Air Force Gen. Terrence O'Shaughnessy, head of NORTHCOM and North American Aerospace Defense Command (NORAD), and Deputy Secretary of Defense David Norquist were able to witness how the decision-making process could be streamlined. Instead of a multitude of phone calls between top officials on minute-by-minute developments, "people are no longer the glue," Roper said.

"The information flows everywhere all at once, and the people are the assessors, the analyzers, the feedback providers," he said.

The success of the ABMS tests should prompt defense companies to compete to reconfigure older, legacy systems that could one day connect to a larger network to give service members data and intelligence in real-time, Roper said.

"What I hope industry will see in the Advanced Battle Management System program is a pot of money that is for connecting things, both new things and legacy things, and that it is open for competition," he said.

ABMS will get better -- especially through the use of automation and artificial intelligence built into the system -- as it self-corrects and learns over time, Roper said.

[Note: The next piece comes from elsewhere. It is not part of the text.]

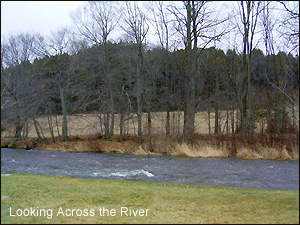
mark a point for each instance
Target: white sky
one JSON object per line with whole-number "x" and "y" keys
{"x": 46, "y": 16}
{"x": 37, "y": 16}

"Sometimes, when we talk about command and control, the control sounds like building a system that tells you what to do. And that's really not what ABMS is about," he said. "Very similar to the way the app 'Waze' works, it's [about] helping you be a better driver. … It understands your likes and dislikes, and it's pulling information from the world around you.

"The more you interact with the app, the better the analytics get," he said.